Extended Wet Pattern to Bring Multiple Rounds of Snow to the Pacific Northwest, California Through Next Week

Jonathan Belles
Published: February 9, 2019

The pattern that has already brought snow to Seattle twice in the last week will hang on for at least one more week, continuing the succession of stormy systems hitting the West Coast.

This is a familiar pattern that is highlighted by a strong dome of high pressure in the central Pacific Ocean and a dip in the jet stream over the West Coast of the U.S.

Following Winter Storm Maya's snowfall in the Pacific Northwest this weekend, at least two more storms will sweep through the West in the upcoming week.

Here's a general timing for each day in the upcoming week:

  • Monday: The first storm will arrive in the Northwest from the Pacific with intensifying snowfall throughout the day. Some coastal rain is expected in western Oregon and northwestern California.
  • Tuesday: Snow will continue in the Pacific Northwest and spread inland across the northern Rockies and southward into California's Sierra. Rain may also begin to spread into southern California.
  • Wednesday: Snow will move into the Southwest while persisting in the Sierra, Great Basin and parts of the Rockies. Some lower elevation rain is possible from the San Francisco Bay area into Southern California. Moderate to locally heavy rain is possible in Southern California, which may bring flood concerns.
  • Thursday and Friday: The second storm will arrive in the Pacific Northwest. Snow or a mix of rain and snow is possible in the lower elevations, with some coastal rain in Oregon and Northern California.
Early Week Outlook

It's too early to know how much snow or rain will fall in these areas, but it will be an active pattern for at least the week ahead.

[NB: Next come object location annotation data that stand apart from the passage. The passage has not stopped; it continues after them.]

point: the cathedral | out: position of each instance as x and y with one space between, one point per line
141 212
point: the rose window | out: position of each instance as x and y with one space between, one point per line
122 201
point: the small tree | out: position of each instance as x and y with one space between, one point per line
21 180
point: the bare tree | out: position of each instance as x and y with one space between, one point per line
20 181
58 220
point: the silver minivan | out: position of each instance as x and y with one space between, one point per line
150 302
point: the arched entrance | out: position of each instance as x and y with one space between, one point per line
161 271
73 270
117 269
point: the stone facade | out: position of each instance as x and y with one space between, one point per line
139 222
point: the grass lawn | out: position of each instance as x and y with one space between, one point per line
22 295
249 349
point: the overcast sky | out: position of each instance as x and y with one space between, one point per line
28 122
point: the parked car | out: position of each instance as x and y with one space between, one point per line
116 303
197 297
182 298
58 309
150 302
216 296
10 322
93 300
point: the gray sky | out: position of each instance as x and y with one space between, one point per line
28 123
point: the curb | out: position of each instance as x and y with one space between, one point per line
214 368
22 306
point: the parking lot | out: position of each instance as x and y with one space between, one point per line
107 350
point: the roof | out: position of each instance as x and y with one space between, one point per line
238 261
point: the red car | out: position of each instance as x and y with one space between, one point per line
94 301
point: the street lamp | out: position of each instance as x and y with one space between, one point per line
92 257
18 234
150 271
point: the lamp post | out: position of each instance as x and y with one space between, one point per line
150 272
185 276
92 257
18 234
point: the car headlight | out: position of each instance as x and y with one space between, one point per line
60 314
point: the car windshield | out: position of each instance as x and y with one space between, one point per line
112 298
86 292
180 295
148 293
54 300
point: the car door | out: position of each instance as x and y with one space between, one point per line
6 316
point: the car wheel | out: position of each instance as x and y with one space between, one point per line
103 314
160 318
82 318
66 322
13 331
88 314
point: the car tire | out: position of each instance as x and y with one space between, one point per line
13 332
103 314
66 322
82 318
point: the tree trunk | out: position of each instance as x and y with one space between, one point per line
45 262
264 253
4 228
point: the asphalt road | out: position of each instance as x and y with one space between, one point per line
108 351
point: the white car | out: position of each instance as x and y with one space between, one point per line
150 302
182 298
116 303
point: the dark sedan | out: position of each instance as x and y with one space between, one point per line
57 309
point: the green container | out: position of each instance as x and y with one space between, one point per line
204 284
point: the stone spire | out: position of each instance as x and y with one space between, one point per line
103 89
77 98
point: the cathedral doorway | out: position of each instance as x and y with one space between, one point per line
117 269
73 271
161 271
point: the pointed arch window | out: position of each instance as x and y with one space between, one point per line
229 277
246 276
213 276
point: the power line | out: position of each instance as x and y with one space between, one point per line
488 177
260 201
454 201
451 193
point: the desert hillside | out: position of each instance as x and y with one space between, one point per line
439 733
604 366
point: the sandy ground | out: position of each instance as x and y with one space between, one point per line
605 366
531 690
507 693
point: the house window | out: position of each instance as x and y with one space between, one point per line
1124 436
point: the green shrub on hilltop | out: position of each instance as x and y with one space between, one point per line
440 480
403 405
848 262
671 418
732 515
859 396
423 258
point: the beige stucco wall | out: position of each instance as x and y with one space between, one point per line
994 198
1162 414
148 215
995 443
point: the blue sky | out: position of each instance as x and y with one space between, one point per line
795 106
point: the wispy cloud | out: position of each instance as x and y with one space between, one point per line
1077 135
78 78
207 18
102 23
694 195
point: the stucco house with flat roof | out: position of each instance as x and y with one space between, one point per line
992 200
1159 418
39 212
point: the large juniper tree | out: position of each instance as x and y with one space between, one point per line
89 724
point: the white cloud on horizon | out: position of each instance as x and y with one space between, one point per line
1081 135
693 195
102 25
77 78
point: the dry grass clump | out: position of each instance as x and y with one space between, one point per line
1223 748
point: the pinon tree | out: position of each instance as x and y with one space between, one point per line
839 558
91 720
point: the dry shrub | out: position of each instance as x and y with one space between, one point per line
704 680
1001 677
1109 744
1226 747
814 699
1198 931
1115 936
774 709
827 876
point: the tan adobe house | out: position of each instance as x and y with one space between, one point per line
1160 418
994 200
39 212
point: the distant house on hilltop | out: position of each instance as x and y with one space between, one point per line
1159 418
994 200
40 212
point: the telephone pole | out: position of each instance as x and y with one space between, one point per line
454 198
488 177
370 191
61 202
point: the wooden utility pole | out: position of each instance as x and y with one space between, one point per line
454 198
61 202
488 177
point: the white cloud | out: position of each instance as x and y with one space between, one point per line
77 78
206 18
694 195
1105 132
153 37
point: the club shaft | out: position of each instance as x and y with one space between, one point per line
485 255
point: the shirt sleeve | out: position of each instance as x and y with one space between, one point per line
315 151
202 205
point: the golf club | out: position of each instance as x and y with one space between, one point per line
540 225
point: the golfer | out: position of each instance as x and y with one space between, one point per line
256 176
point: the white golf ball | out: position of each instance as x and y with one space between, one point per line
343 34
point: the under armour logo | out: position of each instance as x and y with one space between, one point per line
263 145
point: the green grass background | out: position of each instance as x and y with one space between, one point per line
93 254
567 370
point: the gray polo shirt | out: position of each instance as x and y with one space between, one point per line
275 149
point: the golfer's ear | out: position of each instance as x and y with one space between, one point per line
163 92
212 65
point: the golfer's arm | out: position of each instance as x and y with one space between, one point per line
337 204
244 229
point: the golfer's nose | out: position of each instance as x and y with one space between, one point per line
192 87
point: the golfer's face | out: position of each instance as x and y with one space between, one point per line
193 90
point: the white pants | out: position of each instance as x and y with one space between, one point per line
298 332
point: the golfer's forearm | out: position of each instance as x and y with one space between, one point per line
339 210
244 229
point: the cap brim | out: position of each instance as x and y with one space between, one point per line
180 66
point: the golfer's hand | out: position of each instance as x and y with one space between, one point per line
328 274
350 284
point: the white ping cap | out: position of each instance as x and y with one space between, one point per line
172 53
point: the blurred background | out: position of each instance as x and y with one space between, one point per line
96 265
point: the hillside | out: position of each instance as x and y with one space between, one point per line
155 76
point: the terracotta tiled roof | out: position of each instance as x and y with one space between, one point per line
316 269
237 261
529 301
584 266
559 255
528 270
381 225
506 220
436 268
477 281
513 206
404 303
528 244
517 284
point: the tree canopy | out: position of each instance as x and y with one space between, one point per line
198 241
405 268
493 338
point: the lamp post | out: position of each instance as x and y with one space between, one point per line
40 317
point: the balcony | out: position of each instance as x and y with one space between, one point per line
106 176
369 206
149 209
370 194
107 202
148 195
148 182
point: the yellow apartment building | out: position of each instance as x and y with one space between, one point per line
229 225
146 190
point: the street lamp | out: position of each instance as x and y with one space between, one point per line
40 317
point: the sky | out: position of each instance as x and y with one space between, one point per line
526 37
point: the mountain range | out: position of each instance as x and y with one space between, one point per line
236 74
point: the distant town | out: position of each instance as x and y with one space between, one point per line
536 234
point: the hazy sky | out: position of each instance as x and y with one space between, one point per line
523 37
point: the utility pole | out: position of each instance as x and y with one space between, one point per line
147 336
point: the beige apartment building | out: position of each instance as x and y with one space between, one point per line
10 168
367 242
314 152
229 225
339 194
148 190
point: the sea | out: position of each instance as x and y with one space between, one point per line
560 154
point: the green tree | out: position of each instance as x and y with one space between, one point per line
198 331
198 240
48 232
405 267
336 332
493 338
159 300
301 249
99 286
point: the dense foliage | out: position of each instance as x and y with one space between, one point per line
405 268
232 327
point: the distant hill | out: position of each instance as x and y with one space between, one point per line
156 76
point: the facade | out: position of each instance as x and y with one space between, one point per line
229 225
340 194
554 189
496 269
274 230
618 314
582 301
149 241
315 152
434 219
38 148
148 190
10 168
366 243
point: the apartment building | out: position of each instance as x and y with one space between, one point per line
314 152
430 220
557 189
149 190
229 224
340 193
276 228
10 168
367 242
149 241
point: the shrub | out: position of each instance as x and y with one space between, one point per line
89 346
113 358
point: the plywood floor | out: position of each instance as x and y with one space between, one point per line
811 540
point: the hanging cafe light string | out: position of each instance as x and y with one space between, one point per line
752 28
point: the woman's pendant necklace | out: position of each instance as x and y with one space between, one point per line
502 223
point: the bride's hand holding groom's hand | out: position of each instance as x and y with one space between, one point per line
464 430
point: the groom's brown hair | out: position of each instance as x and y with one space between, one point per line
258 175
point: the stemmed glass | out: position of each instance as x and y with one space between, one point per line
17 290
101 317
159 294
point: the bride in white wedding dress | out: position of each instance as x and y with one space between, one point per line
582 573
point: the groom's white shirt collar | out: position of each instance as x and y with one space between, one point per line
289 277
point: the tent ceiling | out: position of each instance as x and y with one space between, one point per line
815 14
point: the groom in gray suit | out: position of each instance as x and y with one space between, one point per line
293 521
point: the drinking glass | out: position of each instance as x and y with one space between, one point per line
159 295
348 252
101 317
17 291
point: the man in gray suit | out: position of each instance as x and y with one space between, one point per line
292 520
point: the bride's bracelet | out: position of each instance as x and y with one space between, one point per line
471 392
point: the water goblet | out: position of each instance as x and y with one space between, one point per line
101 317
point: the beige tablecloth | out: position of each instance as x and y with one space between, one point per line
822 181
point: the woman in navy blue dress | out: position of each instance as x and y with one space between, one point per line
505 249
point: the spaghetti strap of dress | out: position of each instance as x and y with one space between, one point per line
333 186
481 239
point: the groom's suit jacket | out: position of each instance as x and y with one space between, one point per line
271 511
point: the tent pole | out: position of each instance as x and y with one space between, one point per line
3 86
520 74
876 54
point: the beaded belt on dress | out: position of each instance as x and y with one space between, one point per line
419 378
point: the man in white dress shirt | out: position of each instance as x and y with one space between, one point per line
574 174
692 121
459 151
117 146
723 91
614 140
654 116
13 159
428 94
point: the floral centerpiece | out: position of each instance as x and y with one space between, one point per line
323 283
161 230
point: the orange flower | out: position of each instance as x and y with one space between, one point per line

The pattern that we're currently in is called a negative Pacific/North American pattern (-PNA), and it is known for creating cooler than average conditions over the northwestern part of the country and warmer than average conditions in the Southeast, with the jet stream tucked in between.

Like winter storms Lucian and Maya, these two upcoming storm systems will take tracks from the Oregon or California coasts eastward across the Rockies and northeastward across the Plains and Midwest during the middle to end of next week.

Additional Snowfall Isn't Always a Bad Thing

Measurable snowfall had not been recorded in both Seattle and Portland prior to Winter Storm Lucian earlier this week.

Seattle picked up 2.7 inches of snow from Winter Storm Lucian and an additional 7.2 inches from Winter Storm Maya as of early Saturday. This is above the seasonal average of 6.8 inches and more snow is ahead.

Portland received 1.4 inches from Lucian and 3.9 inches from Maya as of early Saturday. Portland sees about 4.3 inches in an average season.

When you factor in both rainfall and snowfall, much of the Pacific Northwest is running below average for precipitation this winter. Most of the region has seen 50 to 90 percent of average precipitation since Oct. 1.

Some parts of Oregon and Idaho remain in severe drought, according to the latest U.S. Drought Monitor.

Further south, regions have experienced a bit more precipitation recently.

At the beginning of the year, moderate drought covered more than 75 percent of California, which has dropped to around 10 percent as of Feb. 5. Areas of severe and extreme drought have been alleviated across the state, including in the Carr, Camp, Woosley and Holy fire areas.

The snowpack in the Sierra has benefited from the storms as well and, as of Feb. 5, is above normal.

Parts of Southern California and the southern Sierra have benefited the most by this winter's storms, but flooding has been a concern in the burn scar areas at times.